Non è possibile dar conto di tutti gli studi compiuti, specialmente appunto in questi ultimi anni, sui catasti onciari di singoli comuni, studi verso cui riconosciamo dei debiti, avendo spesso preso ispirazione dagli stessi per la stesura di questa pubblicazione.
Ma è ancor meno possibile non dar conto del fatto che il maggior contributo per dare sistematicità a questi studi, venne da due seminari voluti dal nostro compianto conterraneo professor Augusto Placanica tra il 1979 ed il 1984, con relazioni di insigni studiosi, poi raccolte in due pubblicazioni del 1983 e del 1986, qui citate all’inizio della bibliografia.

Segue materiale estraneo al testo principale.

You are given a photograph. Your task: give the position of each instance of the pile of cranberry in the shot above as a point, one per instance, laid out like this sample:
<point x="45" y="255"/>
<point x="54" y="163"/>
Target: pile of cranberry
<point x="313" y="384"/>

Le due iniziative, quelle del professor Placanica e quella dell’Amministrazione Provinciale di Vibo, costituiscono risposta ad esigenze messe in evidenza già mezzo secolo addietro da Pasquale Villani. Questi, da un lato rilevava il particolare significato di ricerche condotte almeno per larghe zone territoriali (“Lavoro lungo e faticoso, che non può essere condotto da singoli ricercatori e che richiederebbe un sistema di organizzazione e di collaborazione”); e, dall’altro, si augurava che “almeno i docenti delle Università meridionali si mettessero d’accordo sul sistema di spoglio e di elaborazione [dei dati] sì da renderli utilizzabili da tutti gli studiosi” (1)
.  
La fotografia che viene fuori dal Catasto onciario di Olivadi non è – non può essere – del tutto fedele all’originale, per carenze sia oggettive che soggettive; ma offre uno spaccato della nostra comunità a metà del Settecento che in nessun altro modo sarebbe possibile mettere in luce.

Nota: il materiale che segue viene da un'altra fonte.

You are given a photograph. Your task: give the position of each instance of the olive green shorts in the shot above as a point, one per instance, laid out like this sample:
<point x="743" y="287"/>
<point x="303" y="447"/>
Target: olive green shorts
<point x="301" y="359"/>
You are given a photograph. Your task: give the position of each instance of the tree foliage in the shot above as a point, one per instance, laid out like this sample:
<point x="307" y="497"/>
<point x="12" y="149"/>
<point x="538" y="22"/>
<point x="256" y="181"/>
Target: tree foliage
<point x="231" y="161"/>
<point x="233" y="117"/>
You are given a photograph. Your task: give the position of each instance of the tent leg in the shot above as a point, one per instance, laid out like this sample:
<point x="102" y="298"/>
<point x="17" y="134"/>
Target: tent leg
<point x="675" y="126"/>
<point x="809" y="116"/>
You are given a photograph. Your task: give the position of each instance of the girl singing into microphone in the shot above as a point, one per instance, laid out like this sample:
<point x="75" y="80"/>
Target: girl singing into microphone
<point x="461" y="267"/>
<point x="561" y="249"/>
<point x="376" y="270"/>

La finalità di questa pubblicazione non è quella di fare delle statistiche ineccepibili ma, pur senza falsare i numeri, quella di tracciare un quadro attendibile della vita sociale ed economica della nostra comunità nell’epoca considerata.
Anche nella nostra “picciola terra”, peraltro, la ricerca potrà ancora offrire campi di esplorazione ricchi di interesse; ed anche da questa analisi potranno forse prendere spunto nuovi promettenti campi d’indagine.
Nessuno può naturalmente pensare di scoprire avvenimenti di chi sa quale portata: a noi basterà saperne di più su chi eravamo, cosa facevamo, come vivevamo nel nostro remoto mondo, minuscolo ma millenario.